What these charlatans count on is your confusion. Google’s search algorithm takes into account hundreds of criteria every time you do a search. And, yes, while many things such as proper meta tags, image optimization, and link quality can be adjusted to influence search results, always keep in mind that Google’s search engine has one mission: to return interesting and relevant content to the user.

And Google is damn good at that mission. Their engineers are constantly updating their algorithm to make sure that searches return solid results. Google’s recent efforts continue to put additional weight on well written content and less on dated SEO tactics.

So how do you know if an SEO firm might be out to take advantage of you? The simplest litmus test is this: if they make no mention of updating the content on your website, you need to take a pass.

Here are a few others:If they won’t share specifics with you on how they’ll optimize your website.

  1. If they won’t share specifics with you on how they’ll optimize your website.
  2. If their own website is poorly designed and not coming up prominently in search engine results.
  3. If they can’t provide referrals for websites that they’ve optimized.
  4. If they’re promising first page search engine rankings.
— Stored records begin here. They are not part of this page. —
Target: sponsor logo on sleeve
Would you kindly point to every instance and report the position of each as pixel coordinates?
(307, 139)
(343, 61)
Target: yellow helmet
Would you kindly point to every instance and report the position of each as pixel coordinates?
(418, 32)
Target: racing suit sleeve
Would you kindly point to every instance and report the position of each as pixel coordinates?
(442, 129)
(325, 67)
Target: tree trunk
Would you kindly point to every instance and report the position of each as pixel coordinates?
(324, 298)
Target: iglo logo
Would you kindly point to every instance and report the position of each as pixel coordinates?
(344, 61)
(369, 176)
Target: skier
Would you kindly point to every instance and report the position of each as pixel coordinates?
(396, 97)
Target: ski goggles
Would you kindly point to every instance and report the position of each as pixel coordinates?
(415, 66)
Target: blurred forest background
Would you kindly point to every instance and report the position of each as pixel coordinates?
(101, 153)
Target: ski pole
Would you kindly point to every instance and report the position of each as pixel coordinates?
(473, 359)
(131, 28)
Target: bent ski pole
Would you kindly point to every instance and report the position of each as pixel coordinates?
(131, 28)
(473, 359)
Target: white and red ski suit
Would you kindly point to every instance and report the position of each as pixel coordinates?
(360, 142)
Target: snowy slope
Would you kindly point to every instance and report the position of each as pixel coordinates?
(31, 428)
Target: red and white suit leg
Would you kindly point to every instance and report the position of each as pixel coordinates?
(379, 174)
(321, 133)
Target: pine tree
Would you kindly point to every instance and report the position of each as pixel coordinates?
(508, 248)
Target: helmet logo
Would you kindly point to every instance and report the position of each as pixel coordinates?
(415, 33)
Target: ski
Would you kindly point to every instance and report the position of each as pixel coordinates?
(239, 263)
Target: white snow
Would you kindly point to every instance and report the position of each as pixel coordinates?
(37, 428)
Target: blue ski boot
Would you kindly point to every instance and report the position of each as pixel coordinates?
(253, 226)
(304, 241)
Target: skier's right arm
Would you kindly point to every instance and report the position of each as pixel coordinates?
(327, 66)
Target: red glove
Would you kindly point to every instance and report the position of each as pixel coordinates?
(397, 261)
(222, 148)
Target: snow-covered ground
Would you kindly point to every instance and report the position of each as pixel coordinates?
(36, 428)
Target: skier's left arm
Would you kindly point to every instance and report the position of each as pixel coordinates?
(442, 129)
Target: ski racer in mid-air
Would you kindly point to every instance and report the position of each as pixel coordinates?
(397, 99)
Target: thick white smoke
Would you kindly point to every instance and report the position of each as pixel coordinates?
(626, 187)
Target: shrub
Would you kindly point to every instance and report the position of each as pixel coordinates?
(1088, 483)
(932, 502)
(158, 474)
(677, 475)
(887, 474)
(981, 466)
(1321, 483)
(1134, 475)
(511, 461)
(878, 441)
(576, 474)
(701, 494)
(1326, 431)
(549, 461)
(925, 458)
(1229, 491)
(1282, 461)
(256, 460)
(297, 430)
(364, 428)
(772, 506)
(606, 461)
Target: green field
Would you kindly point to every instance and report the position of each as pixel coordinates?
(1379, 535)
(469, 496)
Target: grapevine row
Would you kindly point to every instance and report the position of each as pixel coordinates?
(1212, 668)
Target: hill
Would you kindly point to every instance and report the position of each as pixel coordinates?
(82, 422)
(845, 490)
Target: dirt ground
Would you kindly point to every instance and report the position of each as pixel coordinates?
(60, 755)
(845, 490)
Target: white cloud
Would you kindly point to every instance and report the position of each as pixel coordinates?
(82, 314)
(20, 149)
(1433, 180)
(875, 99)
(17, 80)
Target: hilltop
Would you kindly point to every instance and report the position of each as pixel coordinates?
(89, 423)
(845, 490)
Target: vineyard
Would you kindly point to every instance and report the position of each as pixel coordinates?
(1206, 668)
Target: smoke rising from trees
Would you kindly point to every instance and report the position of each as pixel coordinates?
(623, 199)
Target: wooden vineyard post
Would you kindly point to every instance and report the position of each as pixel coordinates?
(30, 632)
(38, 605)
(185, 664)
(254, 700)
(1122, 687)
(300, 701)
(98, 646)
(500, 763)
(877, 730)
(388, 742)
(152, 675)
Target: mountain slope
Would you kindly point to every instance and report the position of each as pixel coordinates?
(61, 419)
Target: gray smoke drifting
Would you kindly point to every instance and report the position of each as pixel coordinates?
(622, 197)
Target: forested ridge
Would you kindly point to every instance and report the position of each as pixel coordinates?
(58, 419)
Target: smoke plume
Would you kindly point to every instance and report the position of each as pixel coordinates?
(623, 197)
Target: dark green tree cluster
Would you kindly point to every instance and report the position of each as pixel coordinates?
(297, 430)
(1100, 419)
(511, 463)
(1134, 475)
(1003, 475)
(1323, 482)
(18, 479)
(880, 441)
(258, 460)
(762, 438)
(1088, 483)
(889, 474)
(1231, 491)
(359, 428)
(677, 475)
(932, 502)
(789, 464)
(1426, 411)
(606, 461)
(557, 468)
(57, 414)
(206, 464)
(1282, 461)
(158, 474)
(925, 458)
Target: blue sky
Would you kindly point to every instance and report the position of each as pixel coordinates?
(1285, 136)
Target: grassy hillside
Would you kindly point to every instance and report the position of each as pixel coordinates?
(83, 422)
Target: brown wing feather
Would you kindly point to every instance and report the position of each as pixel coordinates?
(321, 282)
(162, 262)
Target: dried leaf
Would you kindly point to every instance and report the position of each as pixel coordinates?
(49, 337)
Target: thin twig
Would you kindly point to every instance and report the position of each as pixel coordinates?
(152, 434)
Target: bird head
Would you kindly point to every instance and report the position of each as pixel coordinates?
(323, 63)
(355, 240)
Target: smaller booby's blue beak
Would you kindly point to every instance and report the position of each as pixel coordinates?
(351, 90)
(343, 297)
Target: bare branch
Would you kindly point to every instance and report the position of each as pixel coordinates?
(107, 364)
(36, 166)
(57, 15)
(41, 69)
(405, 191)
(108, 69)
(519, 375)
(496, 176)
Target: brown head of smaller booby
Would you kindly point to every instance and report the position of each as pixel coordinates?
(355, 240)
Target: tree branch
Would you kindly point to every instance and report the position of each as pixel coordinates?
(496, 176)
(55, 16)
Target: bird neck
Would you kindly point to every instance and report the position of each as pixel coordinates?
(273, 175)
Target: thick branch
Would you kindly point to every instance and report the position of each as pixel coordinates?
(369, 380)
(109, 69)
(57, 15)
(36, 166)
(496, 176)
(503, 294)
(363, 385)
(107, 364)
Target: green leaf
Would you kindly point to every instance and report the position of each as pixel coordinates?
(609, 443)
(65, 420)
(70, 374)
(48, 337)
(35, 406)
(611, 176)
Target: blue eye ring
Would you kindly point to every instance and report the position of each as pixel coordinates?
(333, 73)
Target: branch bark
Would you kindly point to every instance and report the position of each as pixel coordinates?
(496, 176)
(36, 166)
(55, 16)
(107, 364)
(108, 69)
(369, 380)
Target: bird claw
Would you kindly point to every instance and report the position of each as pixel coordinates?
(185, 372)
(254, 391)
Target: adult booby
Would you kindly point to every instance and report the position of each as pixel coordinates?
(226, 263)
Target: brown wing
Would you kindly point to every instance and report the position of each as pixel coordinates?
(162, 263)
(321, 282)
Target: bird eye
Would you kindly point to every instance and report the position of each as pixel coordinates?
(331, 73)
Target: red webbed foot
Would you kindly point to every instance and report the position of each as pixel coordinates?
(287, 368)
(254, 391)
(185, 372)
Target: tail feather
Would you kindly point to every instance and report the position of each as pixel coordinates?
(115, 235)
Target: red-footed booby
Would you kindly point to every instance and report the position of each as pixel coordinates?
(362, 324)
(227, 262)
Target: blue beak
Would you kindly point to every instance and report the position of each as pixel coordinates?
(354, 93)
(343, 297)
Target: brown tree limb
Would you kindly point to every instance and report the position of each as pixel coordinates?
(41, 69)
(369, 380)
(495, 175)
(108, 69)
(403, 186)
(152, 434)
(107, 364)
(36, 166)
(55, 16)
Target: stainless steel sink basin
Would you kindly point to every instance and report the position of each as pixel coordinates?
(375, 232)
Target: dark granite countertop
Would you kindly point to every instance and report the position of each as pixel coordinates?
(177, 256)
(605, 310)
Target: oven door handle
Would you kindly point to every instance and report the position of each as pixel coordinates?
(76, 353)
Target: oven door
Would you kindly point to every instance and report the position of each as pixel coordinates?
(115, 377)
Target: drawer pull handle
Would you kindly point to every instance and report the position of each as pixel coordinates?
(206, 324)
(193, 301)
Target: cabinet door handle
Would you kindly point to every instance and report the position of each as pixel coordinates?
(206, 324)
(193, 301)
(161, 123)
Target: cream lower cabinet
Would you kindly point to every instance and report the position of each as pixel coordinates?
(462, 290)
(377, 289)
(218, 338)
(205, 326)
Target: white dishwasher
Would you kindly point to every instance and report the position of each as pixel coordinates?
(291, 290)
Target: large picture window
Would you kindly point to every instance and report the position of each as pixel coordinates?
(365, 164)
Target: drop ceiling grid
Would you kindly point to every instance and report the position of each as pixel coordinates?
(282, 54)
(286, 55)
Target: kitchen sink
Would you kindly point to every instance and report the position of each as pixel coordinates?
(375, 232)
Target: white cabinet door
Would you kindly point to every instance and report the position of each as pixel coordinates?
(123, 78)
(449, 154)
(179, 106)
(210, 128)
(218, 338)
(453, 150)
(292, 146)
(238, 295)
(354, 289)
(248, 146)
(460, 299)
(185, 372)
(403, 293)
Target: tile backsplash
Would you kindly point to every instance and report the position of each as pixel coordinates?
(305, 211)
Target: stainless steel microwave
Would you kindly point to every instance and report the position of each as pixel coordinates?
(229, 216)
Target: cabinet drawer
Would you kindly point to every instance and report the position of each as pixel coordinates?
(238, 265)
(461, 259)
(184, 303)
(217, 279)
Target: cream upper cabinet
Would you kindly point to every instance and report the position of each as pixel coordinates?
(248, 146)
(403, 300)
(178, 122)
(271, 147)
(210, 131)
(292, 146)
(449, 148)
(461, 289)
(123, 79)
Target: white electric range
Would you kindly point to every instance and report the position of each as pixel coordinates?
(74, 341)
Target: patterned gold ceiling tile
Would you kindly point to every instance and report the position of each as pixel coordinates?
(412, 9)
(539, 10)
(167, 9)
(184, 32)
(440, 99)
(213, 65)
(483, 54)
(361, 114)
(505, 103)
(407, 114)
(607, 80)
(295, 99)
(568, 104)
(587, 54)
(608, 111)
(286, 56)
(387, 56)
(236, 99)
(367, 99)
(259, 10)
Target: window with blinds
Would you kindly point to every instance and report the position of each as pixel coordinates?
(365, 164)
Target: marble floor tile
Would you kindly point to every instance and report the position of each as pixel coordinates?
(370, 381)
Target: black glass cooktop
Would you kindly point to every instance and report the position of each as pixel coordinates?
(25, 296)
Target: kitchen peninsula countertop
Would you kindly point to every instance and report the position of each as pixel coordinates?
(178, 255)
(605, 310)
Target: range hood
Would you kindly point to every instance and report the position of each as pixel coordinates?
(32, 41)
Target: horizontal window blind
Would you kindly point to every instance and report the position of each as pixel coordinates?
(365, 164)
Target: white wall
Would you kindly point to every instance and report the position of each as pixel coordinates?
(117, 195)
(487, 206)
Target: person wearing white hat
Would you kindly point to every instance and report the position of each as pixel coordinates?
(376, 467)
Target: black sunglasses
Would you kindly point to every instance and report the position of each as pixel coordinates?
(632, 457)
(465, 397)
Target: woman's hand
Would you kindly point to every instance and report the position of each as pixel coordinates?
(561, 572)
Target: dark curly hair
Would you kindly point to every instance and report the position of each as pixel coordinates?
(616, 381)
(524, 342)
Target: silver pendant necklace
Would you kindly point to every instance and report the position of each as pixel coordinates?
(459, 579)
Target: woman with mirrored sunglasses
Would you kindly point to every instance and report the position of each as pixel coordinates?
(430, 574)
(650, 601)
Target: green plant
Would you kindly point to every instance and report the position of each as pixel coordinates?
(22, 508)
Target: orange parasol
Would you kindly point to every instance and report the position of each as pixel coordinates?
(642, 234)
This is not something that can be unequivocally guaranteed and should be considered a red flag.

Content Marketing and SEO: Like PB&J

How can you tell if an SEO firm can help you get better rankings? In my mind, the first test is simple: they don’t offer just “SEO”.

Content Marketing and SEO go hand in hand, and they need to be thought of as two tactics that are part of the same strategy. While SEO can be considered a specialty, it should not be thought of as a standalone service.

Without content, there is nothing to optimize. Your website needs articles, videos and images to engage visitors and give Google something to index. These need to be developed with human visitors in mind first, and search engines a distant second.

However, with that said, if you want your amazing content to be found easily, you need to apply certain SEO techniques within your content marketing campaign. Technical optimization of your website will increase the likelihood of your content being found and read by the right visitors.

You can’t effectively have content marketing without SEO. Without content marketing, the search engines have nothing to index. Without good SEO, your content marketing campaign is doomed to fail.

WWGS?

One last thought to keep in mind when evaluating your SEO strategy and vendor choice: What Would Google Say?

On their webmasters support page, Google gives this sage advice:

“Avoid tricks intended to improve search engine rankings. A good rule of thumb is whether you'd feel comfortable explaining what you've done to a website that competes with you, or to a Google employee. Another useful test is to ask, ‘Does this help my users? Would I do this if search engines didn't exist?’”

Google does a great job simplifying what the snake oil salesman count on seeming overly complex. Develop your website for human users, update it frequently with interesting and relevant content, and keep key SEO principles in mind when you do. In that order.